Sofi Oksanen

1977 -

Finland

Sofi Oksanen is a literary sensation. Born in Finland in 1977, with a Finnish father and an Estonian mother, she writes in Finnish but describes herself as a Finnish-Estonian writer. As a declared feminist, she speaks openly about violence against women and Putin’s rule in Russia. 

Her principal topic is the bloody 20th century history of Estonia, from the interwar years of liberation to the years as a German general commissariat, a Soviet republic, and a free republic after the fall of the Wall. By writing the novels Stalinin lehmät (2003; Stalin’s Cows), Puhdistus (2008; Purge, 2010) and Kun kyyhkyset katosivat (2013; When the Doves Disappeared), Sofi Oksanen has expanded the definition of the Nordic to include Estonia, and brought Estonia into the field of world literature.
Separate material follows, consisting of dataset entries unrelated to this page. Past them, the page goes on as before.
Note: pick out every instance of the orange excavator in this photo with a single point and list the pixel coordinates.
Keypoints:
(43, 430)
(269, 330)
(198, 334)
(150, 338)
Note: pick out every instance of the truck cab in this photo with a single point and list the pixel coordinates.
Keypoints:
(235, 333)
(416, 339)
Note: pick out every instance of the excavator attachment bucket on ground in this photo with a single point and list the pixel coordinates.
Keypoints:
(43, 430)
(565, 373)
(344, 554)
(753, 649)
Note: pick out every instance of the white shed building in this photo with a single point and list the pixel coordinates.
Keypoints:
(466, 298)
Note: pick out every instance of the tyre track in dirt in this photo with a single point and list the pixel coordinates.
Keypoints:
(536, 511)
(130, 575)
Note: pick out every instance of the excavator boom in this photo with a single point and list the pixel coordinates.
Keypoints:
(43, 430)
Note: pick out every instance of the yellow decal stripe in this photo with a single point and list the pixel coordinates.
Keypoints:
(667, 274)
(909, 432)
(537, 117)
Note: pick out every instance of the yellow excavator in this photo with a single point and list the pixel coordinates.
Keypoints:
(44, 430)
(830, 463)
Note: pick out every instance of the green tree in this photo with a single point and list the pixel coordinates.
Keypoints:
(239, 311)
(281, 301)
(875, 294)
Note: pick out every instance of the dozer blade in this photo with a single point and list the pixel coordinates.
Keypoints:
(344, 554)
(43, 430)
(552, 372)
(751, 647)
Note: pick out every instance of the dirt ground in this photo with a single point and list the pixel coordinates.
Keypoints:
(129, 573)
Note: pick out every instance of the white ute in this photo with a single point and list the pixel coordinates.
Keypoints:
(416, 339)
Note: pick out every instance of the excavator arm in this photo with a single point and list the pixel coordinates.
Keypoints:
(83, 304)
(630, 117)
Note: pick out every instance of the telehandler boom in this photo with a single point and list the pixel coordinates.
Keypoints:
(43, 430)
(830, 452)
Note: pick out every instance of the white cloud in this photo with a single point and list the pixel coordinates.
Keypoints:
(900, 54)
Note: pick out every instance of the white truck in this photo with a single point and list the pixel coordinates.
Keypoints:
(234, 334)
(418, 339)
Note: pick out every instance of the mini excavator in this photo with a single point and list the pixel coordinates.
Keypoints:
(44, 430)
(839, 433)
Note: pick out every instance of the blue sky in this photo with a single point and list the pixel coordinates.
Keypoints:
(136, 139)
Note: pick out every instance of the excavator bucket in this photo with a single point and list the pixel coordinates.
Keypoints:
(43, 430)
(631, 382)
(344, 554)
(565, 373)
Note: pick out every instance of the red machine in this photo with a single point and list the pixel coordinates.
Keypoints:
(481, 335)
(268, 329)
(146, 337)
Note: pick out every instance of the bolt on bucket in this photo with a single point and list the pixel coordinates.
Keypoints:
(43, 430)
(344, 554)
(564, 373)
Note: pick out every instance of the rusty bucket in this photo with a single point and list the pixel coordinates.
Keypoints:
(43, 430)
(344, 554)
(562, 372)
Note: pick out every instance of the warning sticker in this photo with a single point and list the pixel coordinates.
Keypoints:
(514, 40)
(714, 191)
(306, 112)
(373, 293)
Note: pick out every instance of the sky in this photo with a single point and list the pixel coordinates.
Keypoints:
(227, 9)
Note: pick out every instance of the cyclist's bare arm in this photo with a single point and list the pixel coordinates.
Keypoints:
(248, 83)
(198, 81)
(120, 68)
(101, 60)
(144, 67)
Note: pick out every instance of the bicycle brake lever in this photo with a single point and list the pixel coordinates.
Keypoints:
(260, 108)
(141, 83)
She has also published the short novel Baby Jane (2005; Baby Jane) and Liian lyhyt hame (2011; Too Short Skirt – Tales from the Kitchen) – a collection of lyrics.

She is internationally renowned, with translations into some forty languages, and, often as the youngest writer ever, awarded several prizes (the Finlandia Prize and the Nordic Council Literature Prize in 2008, the Swedish Academy’s Nordic Prize in Literature in 2013).